We then investigated the substrate scope of this asymmetric cyclization under optimized conditions (Table 2). Thus, a series of substituted diphenyl ortho-bromo phenylphosphonates (1b, e, h, c) were successfully cyclized to provide the corresponding P-chiral phosphonates in high yields and good enantioselectivities with L3 as the ligand. Substituents such as methyl, methoxy, and fluoro groups at the meta- or para-position were well tolerated. A substrate with a methoxy substituent adjacent to the bromine atom 1k provided the corresponding cyclization product 2k in only 27% ee and 52% yield. However, an improved ee (58%) value was achieved when L6 was employed as the ligand. In addition, various di(substituted aryl)ortho-bromo phenylphosphonates were also applicable to provide the corresponding cyclization products (2d, 2f–g, 2j, 2l–2m) in good yields and enantioselectivity. Di(ortho-methoxyphenyl)ortho-bromo phenylphosphonate (1i) also provided a decent ee value (78%) albeit with a low yield of 2i. The absolute configuration of 2f was determined as R by X-ray crystallographic analysis.11

Table 2 Synthesis of P-chiral biaryl phosphonates by asymmetric cyclization Ia
a Unless otherwise specified, the reactions were performed in toluene (1 mL) at 70 °C under nitrogen for 24 h with aryl bromide (0.2 mmol), Pd(OAc)2 (4 mol%), L3 (8 mol%), and Ph2CHCOOK (0.3 mmol); isolated yields; ee values were determined by chiral HPLC. The absolute configuration of 2f was determined by X-ray crystallography, others were assigned by analogy. b L6 as a ligand.
image file: c5qo00142k-u2.tif


Interestingly, when diphenyl (1-bromo-2-naphthyl)phosphonate (1n) was employed for cyclization under similar reaction conditions, the cyclization product 2n was formed in only 30% ee and in 85% yield. In order to obtain a better enantioselectivity, we further screened the P-chiral biaryl monophosphorus ligands in our laboratory. As can be seen in Table 3, ligands L1–3 all provided very poor enantioselectivities. To our surprise, AntPhos (L5) formed the cyclization product in 77% ee. L6 with a methyl substituent on the oxophosphole ring deriving from L5 afforded the cyclization product in 88% ee and 83% yield. It was thus chosen as the ligand for this series of substrates. By using these conditions, various di(substitutedaryl) (1-bromo-2-naphthyl)phosphonates (1o–r) were also subjected to the cyclization and the corresponding cyclization products (2o–r) were formed in good yields and high enantioselectivities. The di(para-methoxy)phosphonate substrate 1p and di(1-naphthyl)phosphonate substrate 1q afforded the corresponding products 2p and 2q in slightly lower ee values, respectively.
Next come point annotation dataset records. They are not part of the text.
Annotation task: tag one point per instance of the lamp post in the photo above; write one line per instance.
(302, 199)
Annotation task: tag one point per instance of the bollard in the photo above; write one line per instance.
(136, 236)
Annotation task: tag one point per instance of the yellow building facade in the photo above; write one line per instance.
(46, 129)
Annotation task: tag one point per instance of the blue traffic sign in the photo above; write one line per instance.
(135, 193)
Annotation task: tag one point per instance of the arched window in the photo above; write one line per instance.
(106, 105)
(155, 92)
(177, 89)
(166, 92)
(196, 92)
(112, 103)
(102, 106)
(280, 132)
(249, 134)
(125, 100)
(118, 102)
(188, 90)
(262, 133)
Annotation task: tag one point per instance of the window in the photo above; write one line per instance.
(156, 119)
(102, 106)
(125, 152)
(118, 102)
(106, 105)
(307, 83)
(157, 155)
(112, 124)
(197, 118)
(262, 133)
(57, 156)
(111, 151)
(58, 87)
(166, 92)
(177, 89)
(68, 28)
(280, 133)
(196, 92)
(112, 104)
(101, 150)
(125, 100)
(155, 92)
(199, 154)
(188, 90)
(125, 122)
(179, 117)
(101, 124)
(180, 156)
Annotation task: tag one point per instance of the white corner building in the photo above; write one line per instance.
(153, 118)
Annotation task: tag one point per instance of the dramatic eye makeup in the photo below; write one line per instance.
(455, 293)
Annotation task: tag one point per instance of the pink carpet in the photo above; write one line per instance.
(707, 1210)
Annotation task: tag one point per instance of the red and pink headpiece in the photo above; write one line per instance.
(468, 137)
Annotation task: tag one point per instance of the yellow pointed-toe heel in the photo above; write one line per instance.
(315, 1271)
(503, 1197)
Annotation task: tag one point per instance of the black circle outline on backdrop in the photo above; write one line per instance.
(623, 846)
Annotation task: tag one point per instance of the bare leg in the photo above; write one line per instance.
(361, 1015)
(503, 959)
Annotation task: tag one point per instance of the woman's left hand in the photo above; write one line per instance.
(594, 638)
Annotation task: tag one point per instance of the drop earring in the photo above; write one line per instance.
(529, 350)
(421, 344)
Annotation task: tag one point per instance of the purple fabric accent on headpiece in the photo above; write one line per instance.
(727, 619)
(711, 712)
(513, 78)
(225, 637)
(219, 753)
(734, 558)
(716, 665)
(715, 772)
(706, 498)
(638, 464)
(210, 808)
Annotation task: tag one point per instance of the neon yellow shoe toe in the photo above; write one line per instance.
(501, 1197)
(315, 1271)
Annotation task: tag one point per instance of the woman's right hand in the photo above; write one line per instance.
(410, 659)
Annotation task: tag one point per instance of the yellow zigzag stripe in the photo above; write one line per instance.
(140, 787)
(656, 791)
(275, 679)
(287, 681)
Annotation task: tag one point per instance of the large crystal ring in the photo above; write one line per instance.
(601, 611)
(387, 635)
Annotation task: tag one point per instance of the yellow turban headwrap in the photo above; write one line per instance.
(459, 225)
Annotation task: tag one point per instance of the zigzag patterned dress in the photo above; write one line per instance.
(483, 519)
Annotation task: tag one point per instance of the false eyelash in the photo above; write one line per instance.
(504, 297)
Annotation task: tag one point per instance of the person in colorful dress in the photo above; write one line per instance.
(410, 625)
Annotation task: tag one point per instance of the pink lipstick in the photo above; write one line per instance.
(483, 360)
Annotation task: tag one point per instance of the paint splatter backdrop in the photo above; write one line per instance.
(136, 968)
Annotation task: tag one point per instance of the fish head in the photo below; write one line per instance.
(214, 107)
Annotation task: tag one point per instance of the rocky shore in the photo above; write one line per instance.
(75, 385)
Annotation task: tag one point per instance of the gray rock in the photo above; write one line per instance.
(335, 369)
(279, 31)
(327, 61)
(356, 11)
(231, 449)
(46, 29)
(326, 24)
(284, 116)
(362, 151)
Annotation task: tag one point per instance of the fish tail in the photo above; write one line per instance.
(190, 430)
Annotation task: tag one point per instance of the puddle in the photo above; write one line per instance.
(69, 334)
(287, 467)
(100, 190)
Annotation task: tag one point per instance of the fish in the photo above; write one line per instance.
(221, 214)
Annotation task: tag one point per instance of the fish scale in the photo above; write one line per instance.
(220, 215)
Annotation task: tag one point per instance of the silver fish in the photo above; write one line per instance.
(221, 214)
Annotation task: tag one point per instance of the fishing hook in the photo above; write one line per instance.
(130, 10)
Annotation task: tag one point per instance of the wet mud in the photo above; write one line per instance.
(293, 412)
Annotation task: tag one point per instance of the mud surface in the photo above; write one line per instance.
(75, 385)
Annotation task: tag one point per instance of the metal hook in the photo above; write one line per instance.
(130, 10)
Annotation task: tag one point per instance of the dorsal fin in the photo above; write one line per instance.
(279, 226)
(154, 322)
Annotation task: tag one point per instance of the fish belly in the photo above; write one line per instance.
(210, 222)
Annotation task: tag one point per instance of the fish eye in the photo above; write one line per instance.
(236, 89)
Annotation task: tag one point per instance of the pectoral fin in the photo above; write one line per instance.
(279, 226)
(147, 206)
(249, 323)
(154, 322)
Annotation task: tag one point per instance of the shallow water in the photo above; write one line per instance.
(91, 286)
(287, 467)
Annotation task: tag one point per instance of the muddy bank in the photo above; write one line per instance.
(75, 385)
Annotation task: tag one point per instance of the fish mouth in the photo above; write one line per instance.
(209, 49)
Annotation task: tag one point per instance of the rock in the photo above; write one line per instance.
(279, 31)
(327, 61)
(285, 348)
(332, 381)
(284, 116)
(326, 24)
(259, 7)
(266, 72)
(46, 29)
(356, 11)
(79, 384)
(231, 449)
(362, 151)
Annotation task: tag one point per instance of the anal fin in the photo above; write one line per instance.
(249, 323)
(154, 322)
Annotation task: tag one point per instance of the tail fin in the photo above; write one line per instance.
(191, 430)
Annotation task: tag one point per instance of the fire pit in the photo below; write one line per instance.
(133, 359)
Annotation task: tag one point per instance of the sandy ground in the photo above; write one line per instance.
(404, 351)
Table 3 Synthesis of P-chiral biaryl phosphonates by asymmetric cyclization IIa
a Unless otherwise specified, the reactions were performed for 24 h under nitrogen at 70 °C in toluene (1 mL) with naphthyl bromide (0.2 mmol), Pd(OAc)2 (5 mol%), L6 (6 mol%), and KOAc (0.3 mmol); isolated yields; ee values were determined by chiral HPLC; the absolute configurations were assigned by analogy.
image file: c5qo00142k-u3.tif


The P-chiral phosphonates 2a–q can be envisioned as useful precursors for a variety of P-chiral biaryl phosphorus ligands. Because both aryloxy substituents of the phosphonate can be displaced stereospecifically by different alkyl lithium or Grignard reagents sequentially, both antipodes of a P-chiral biaryl structure could be prepared from a single P-chiral phosphonate product. In order to demonstrate this utility (Scheme 1), the P-chiral biaryl phosphonate 2a was treated first with isopropyllithium in the presence of Et2AlCl to form isopropyl substituted product 3 without erosion of enantioselectivity. Subsequent treatment of 3 with methyllithium stereospecifically provided P-chiral dialkyl biarylphosphine oxide 4.12 Alternatively, treatment of 2a (80% ee) with methyllithium and isopropyllithium sequentially provided ent-4 in an unoptimized yield with light erosion of the ee value (73% ee). Stereospecific reduction of 4 and ent-4 with a reported procedure13 could provide both antipodes of a P-chiral dialkyl biaryl phosphine, respectively.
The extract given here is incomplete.